There are historical and cultural reasons for this absence of a smile. "Charles Frederick Worth (1825-1895), the first great couturier in the history of fashion, considered the mannequin as a "support" which served only to present the clothes and was not considered a person", explains Luca Marchetti , professor of fashion theory and culture at the ESG UQAM School of Fashion. He tells a revealing anecdote: “At the beginning of the 20th century, the famous French fashion designer Paul Poiret gave an interview in which we wanted to ask his models questions.
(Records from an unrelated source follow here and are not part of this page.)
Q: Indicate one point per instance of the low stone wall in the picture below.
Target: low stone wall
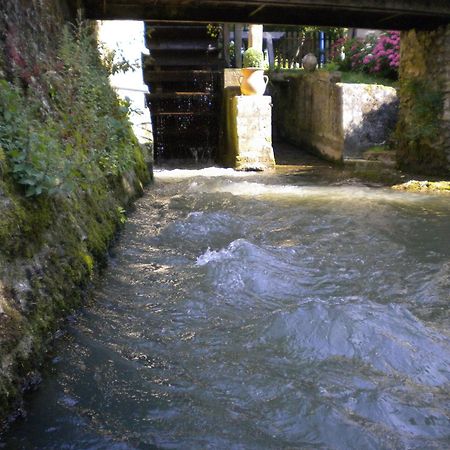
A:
(329, 118)
(307, 112)
(423, 133)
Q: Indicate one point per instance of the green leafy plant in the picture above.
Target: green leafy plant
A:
(253, 58)
(80, 134)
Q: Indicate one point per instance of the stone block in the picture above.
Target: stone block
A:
(250, 133)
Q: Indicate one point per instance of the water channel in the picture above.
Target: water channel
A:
(243, 311)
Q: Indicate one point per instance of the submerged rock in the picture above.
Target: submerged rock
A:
(424, 186)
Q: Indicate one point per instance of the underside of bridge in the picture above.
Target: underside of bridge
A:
(380, 14)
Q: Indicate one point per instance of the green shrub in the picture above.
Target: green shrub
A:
(253, 58)
(79, 134)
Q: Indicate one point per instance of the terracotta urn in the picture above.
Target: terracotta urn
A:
(253, 81)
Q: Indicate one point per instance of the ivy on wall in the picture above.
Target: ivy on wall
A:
(75, 131)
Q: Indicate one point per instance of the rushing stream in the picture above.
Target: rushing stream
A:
(259, 312)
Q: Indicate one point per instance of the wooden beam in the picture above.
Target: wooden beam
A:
(395, 14)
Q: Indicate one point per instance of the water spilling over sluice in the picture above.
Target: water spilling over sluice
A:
(260, 313)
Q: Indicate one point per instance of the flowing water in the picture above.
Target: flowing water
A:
(243, 311)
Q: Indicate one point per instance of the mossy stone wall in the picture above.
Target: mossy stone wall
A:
(51, 246)
(423, 131)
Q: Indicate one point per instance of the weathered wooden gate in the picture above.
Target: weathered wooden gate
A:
(183, 73)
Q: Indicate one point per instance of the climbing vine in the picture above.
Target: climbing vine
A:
(73, 134)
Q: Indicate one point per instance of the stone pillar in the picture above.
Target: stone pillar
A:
(255, 36)
(250, 132)
(238, 44)
(423, 131)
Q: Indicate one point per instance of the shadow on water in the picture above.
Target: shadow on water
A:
(251, 311)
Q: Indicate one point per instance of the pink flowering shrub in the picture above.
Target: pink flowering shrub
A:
(375, 55)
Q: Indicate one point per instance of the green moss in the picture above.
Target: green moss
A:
(424, 186)
(57, 240)
(419, 128)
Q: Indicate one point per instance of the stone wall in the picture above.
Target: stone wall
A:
(423, 133)
(335, 120)
(51, 244)
(307, 112)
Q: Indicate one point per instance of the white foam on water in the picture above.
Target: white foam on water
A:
(210, 172)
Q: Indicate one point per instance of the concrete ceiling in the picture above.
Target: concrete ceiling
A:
(381, 14)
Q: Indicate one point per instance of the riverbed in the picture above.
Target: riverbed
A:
(249, 311)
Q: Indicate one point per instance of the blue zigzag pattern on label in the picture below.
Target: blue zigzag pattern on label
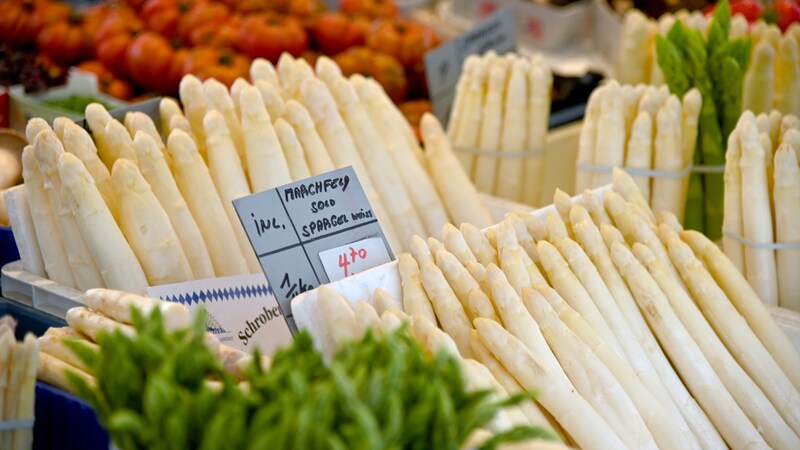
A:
(220, 295)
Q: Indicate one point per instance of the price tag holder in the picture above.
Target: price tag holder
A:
(350, 259)
(443, 64)
(241, 310)
(292, 225)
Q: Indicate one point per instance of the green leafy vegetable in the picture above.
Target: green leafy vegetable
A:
(716, 66)
(378, 393)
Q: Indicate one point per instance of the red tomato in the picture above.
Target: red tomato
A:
(371, 8)
(336, 32)
(269, 35)
(224, 66)
(384, 68)
(202, 15)
(405, 40)
(154, 63)
(788, 13)
(64, 42)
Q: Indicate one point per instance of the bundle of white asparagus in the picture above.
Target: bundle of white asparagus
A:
(633, 332)
(125, 209)
(502, 109)
(18, 363)
(640, 128)
(762, 205)
(108, 310)
(772, 79)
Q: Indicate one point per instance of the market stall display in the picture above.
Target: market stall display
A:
(379, 389)
(499, 121)
(18, 364)
(647, 131)
(586, 294)
(762, 203)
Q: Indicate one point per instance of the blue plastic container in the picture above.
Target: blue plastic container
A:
(8, 247)
(65, 422)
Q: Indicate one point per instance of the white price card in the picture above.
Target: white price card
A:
(292, 225)
(241, 310)
(350, 259)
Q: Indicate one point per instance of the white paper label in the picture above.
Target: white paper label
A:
(241, 310)
(350, 259)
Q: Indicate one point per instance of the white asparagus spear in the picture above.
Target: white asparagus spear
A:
(167, 108)
(154, 168)
(514, 135)
(78, 142)
(97, 118)
(469, 244)
(540, 86)
(787, 76)
(218, 98)
(587, 142)
(229, 178)
(732, 219)
(118, 305)
(694, 368)
(388, 183)
(463, 284)
(195, 106)
(110, 251)
(624, 185)
(633, 51)
(747, 303)
(757, 223)
(491, 128)
(737, 336)
(262, 69)
(197, 188)
(593, 380)
(787, 225)
(147, 228)
(759, 82)
(610, 134)
(414, 176)
(340, 320)
(271, 96)
(655, 371)
(748, 396)
(457, 192)
(517, 320)
(21, 221)
(415, 300)
(667, 191)
(54, 255)
(448, 309)
(665, 427)
(267, 167)
(292, 150)
(529, 408)
(590, 277)
(640, 150)
(565, 282)
(317, 157)
(560, 398)
(455, 120)
(47, 150)
(467, 136)
(236, 90)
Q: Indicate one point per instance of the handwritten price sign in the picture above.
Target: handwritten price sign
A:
(342, 262)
Furious, the couturier then interposed himself between the models and the journalist, replying: "Don't talk to them, they don't exist!" It shows how the mannequin had a purely functional utility, ”says the professor.

It was only later, in the 1950s, at the time of Christian Dior, that we observed a change. “Culture is changing with the explosion of media based on the image which is fundamental and color photography. Haute couture and ready-to-wear need to communicate a personal identity. The models are starting to smile and express their personality,” says Luca Marchetti.

Ready-to-wear subsequently loses its “haute couture” value and needs to have an identity in order to shine. It is therefore now necessary to communicate a luxury dimension that clothing does not have. So who says luxury says inaccessible. “Clothing then promises an imaginary world. Luxury in Latin, luxus, means superfluous, deviation, estrangement from common and everyday things. We sanctify the clothes, and the models do not consider us, we are not part of their world, hence the absence of a smile, the haughty air and the distant look, ”sums up Professor Marchetti.

The editor of fashion magazine Dress to Kill, Stéphane Le Duc, thinks this absence of expression helps to emphasize the clothes. Even on social networks, the many bloggers and influencers are photographed without smiling, with some exceptions.

“There is a desire for anonymity. Besides, we hardly know the models anymore, they are anonymous, serious, neutral.

It evokes the 90s, where models were superstars; the great era of Cindy Crawford, Linda Evangelista, Claudia Schiffer... “When you look at photos of Linda Evangelista, she is smiling, fulfilled. These models were voluptuous and the smile followed, since they had personality. Afterwards, there was a headwind, the models faded away and the smile disappeared.

There are exceptions. In the parades of Jean Paul Gaultier, Sonia Rykiel and Diane Von Furstenberg, the models embody the joy of living. “American designer Diane Von Furstenberg instructs her models to smile. She has an aesthetic that highlights the strong and assumed woman, a woman who has fun, it's important, because it's her brand image, ”underlines Madeleine Goubau.

wind of change

As fashion works in cycles, the smile is slowly coming back. Arielle Day, model agent at Folio, assures that she tries to break this stereotype.

“It is changing. We ask our models to show their personality, to smile, to be spontaneous, to laugh, both in magazines and in fashion shows, because we want to show a less serious side of fashion.

The photographer Maude Arsenault also thinks that the smile invites itself more in the campaigns. Some of his recognized colleagues show more smiling women, as do some brands. "We put forward new female models, fulfilled, liberated, more authentic women, and models from diversity, we feel that there is a change."